Wealth affecting performance?
The KISD resolution condemns the rating system as “an invalid, disconnected reflection of school quality.” The district contends that the system marginalizes students who are economically disadvantaged, are learning English or who move between schools frequently.
In KISD, 40.8 percent of the student body is economically disadvantaged, and the mobility rate—the rate at which students move in and out of the district—is 14.5 percent, according to the 2016 TEA school report card for the district.
In several schools, high rates of economic disadvantage appear to correspond to lower ratings, official said. For example, Klein Forest High School, where 72.4 percent of the student body is economically disadvantaged, received a D in domains I, II and IV, and a C in Domain III. At Benignus Elementary School, where only 14.6 percent of the students are economically disadvantaged, the ratings were evenly split between A’s and B’s.

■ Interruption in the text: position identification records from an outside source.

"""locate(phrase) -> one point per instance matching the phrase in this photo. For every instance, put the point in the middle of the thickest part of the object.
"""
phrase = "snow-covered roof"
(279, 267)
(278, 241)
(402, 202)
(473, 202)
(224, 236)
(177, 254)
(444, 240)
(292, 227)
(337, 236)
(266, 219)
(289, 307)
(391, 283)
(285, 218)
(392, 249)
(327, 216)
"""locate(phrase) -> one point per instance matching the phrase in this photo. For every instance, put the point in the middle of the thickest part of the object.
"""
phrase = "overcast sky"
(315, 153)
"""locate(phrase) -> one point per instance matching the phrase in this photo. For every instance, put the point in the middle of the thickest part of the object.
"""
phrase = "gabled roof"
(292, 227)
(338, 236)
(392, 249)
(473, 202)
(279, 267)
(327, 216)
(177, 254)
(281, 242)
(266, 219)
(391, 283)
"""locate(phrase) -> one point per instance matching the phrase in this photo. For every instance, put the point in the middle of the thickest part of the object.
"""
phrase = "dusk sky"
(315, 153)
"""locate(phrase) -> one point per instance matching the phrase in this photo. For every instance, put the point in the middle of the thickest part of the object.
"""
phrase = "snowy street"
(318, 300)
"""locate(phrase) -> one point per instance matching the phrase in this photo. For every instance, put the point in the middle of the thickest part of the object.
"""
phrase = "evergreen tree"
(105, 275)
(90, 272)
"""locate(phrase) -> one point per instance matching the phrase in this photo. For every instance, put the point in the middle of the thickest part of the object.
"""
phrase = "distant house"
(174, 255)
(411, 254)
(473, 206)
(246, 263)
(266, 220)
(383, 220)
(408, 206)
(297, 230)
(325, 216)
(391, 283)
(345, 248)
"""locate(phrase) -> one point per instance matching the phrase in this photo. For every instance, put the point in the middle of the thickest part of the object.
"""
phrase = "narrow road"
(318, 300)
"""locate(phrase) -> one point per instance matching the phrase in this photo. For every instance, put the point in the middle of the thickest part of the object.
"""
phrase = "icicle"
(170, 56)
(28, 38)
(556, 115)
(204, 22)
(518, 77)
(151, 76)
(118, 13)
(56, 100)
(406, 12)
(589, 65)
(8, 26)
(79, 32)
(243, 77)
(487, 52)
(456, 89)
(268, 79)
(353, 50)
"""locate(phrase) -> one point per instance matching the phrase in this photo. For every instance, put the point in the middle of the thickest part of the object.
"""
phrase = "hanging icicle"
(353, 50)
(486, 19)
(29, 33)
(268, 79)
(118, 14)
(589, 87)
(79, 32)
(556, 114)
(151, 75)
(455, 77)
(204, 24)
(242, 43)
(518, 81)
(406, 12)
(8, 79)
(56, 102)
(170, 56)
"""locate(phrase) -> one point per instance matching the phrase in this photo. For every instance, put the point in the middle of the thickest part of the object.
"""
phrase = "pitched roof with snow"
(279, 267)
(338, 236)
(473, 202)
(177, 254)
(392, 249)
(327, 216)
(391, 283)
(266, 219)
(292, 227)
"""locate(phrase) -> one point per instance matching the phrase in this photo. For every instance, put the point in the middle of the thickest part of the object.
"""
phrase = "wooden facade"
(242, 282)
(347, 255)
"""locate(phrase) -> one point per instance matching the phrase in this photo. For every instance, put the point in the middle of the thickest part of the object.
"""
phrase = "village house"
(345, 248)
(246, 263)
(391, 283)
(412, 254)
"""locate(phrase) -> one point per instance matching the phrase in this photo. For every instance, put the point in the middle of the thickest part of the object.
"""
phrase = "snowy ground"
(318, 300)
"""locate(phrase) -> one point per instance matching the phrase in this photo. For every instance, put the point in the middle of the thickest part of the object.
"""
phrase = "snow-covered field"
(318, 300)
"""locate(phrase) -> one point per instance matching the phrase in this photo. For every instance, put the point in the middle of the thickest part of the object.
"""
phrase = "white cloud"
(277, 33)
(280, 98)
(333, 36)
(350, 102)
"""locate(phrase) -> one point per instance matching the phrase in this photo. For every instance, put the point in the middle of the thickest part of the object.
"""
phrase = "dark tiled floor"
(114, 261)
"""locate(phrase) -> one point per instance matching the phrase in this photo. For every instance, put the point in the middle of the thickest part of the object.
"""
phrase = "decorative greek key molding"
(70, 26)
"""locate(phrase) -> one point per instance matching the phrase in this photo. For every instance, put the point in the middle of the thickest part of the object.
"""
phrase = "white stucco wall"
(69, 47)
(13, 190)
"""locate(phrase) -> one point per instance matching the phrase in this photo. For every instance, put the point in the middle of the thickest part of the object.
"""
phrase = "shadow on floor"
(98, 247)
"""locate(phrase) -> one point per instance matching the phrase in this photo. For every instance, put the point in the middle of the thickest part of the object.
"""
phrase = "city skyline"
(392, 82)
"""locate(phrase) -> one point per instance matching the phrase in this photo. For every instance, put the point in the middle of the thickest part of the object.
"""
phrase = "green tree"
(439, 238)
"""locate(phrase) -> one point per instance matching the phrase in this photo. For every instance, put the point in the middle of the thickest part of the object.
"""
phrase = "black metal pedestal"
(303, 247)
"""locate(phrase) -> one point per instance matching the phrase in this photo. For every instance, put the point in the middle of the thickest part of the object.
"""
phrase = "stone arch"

In SISD, where 70.6 percent of the district is considered economically disadvantaged, the letter grades were lower than those in Klein ISD in many cases. Among the schools that received lower grades, four campuses—including Bammel Elementary School—received three F’s and one D.
Bammel, which had previously received several Improvement Required ratings from the TEA, received a preliminary grade of F in domains I, II and IV and a C in Domain III. Despite the low scores, the school received a Met Standard rating in 2016.
The school, which has about the same percentage of economically disadvantaged students as the district at large, nonetheless had a much higher mobility rate at 33.6 percent in 2016. SISD has a mobility rate of 22 percent in 2016, according to TEA reports.
“Education evaluation is not a ‘one size fits all’ process,” said Barbara Jensen, president of the SISD board of trustees. “The A-F grading system is being designed to take into consideration the challenges that some school systems encounter in educating special student populations, although the corrective strategies do not account for some of the major challenges of providing instruction to mobile populations in urban settings with inequitable and insufficient funding.”
SISD has listed the district’s mobility rates as one of its chief problems in student performance and has underscored its importance as an area of focus in its Every Child 2020 five-year improvement plan that the district launched in 2015.
Next steps
Despite the fact that school districts across the state are seeking to appeal the A-F rating system, Lt. Gov. Dan Patrick has said A-F will not be repealed or replaced.
However, some bills that have been filed in this legislative session either add more indicators to Domain IV or slightly change the wording in the Education Code for the accountability system.
In a statement, state Sen. Larry Taylor, R-Friendswood, who sponsored HB 2804, said the new system will remain.
“I realize that some folks are frustrated with accountability, but the taxpayers of Texas deserve to know if their hard-earned tax dollars are being wisely spent and that our students are getting the quality education they deserve,” Taylor said.
During the Senate Finance Committee hearing held Jan. 24, Taylor said he would devote part of this session to refining the domains so they would be better indicators of student performance in the future.
“We need an accountability system that measures outcomes accurately, taking into account all aspects of a district and a student’s education,” state Rep. Kevin Roberts, R-Spring, said. “An accountability system must not [negatively] impact the ability of administrators and teachers to do their jobs.”
The primary author of HB 2804, former Rep. Jimmie Don Aycock, R-Killeen, retired in 2015. The joint bill author, Rep. Morgan Meyer, R-Dallas, declined to comment.
Emily Donaldson contributed to this story.